The past student of Ferncourt High School, who holds degrees in history, theology, plus gender and development studies, noted that the JCC represents at least 11 denominations and argued that it could be a veritable force if these denominations work together towards a collective agenda.

Last week, The Sunday Gleaner reported that scores of Jamaican women were turning up at the Victoria Jubilee Hospital with complications due to botched abortions.
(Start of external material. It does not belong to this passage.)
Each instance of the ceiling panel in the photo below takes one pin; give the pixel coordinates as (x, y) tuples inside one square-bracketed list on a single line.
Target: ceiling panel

Since January, at least 1,088 expectant mothers who turned up at the hospital had bleeding in early pregnancy, with at least 91 of them admitted to having attempted to abort the foetus while an additional 47 had abortion-related complications.

According to Hyde Riley, though the abortion stories are frightening Jamaicans, especially church leaders, must embrace collective social differences.

"We are people and we come to the table with different backgrounds, different understanding and interpretation of issues. We will never get to a place where everybody agrees and, therefore, the JCC has never sought to get to that place, but we aim towards consensus," said Hyde Riley.

She said she is convinced that her recent election is nothing more than God's desires, and she is bent on promoting better values and attitudes, especially through schools owned and operated by churches in Jamaica.

"The whole issue of values and attitudes is of great concern to me, and not just me alone but for all of Jamaica. We have seen so much deterioration taking place in our society," said Hyde Riley.

"People tend to be supportive of programmes depending on which party is in power, because of their political affiliation. Governments change and undo what the previous one did because they want to put their own stamp.

"Because of that we don't get much progress. I think the church should take the lead," added Hyde Riley, who was elected to lead the JCC on October 26.

She added that her presidency will endeavour to foster consensus among churches.